The Turkish government continues to deny the event ever happened. 

But many Armenian Americans still live with pain from the atrocity.

“Among my earliest childhood memories is this one,” Paparian recalled. “I was 5 years old and I was awakened by the sounds of my mother Serpouhi weeping. She was sitting on the couch in our living room in the dark. Tears were cascading down her cheeks.  I tried to comfort her.  She said ‘Billy Boy, you will never understand what the Turks did to us.’ I will always remember my mother’s tears.”

According to The AP, administration officials had not informed Turkey as of Wednesday, and Biden could still change his mind, according to one official.

The Pasadena-based Gaidz Youth Organization is scheduled to hold a silent prayer vigil at 7:30 p.m. Friday at Pasadena’s Armenian Genocide Memorial located in Memorial Park, near the southeast corner of Walnut Street and Noth Raymond Avenue.

Lawmakers and Armenian American activists are lobbying Biden to make the announcement on or before Armenian Genocide Remembrance Day, which will be marked on Saturday.

Past presidents, including Barack Obama, promised to acknowledge the event, but failed to do so after taking office.

Obama’s Deputy National Security Advisor Ben Rhodes later regretted not acknowledging the genocide, according to Politico, and said presidents should acknowledge the event during their first year in office because it gets harder in some ways every year going forward.

Biden could include the acknowledgment of genocide in the annual Remembrance Day proclamation issued by presidents. 

Biden’s predecessors have avoided using the word “genocide” in the proclamation commemorating this dark moment in history.

Earlier this week, U.S. Rep. Adam Schiff (D-Pasadena) called on Schiff to acknowledge the genocide. 

“You know these facts well and you have spoken about them directly, including as a candidate for president,” the letter reads. “As President, it is now in your power to right decades of wrongs and in so doing give meaning to your statement last year, when you acknowledged the genocide and said ‘silence is complicity.’

“As a candidate and now as president, you have spoken of your commitment to human rights. You have spoken of an America who leads, ‘not by the example of our power, but by the power of our example.’ If that principle is to have meaning, we cannot waiver from it just because it may be inconvenient,” Schiff wrote.

Locally, there is no denying the genocide took place.

“Armenians are devastated because the Genocide is not only continuously denied, attempts at genocide are continuously occurring against Armenians. As they say, ‘A genocide denied, is a genocide repeated,’” said Alison Ghafari, co-chair of the Gaidz Youth Organization.

“Our hope is that our silent vigil and protest will amplify this message loud and clear, and that our commmunity members regardless if they are Armenian or not, will come together and pray, as well as pay their respects to the martyrs of the 1915 Genocide and the recent Artsakh War,” Ghfari said. 

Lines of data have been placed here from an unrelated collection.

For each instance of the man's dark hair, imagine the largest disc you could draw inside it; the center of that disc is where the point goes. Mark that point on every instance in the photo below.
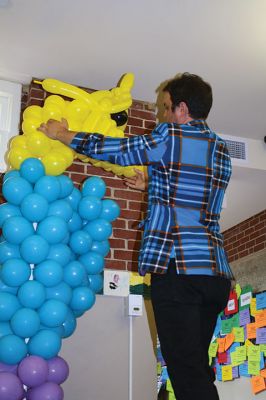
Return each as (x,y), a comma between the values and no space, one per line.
(192,90)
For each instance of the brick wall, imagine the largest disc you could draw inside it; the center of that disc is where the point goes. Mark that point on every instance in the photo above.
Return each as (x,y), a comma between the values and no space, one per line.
(246,238)
(126,237)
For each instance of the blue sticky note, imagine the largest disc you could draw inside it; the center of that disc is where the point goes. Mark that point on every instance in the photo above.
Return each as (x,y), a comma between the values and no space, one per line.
(261,301)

“We are also silently protesting for the Armenian prisoners of war, who are currently being held in violation of the signed ceasefire agreement with Azerbaijan,” she said.

The Pasadena memorial was erected in 2015 to mark the 100th anniversary of the Genocide. At Monday’s City Council meeting, Mayor Victor Gordo read a proclamation acknowledging the Great Crime. 

“Since memories fade with time,” Gordo read from the document, “it is important to remind ourselves about human tragedies that have taken place; and whereas those who survived the Armenian genocide and their successors have had to work hard to make these tragic events known to the world, battling cover-ups, misinformation and denial; and whereas as a community, it is appropriate for us to stand together and join our Armenian brothers and sisters in an effort to memorialize their fallen ancestors and to ensure that this horrible act is not repeated.”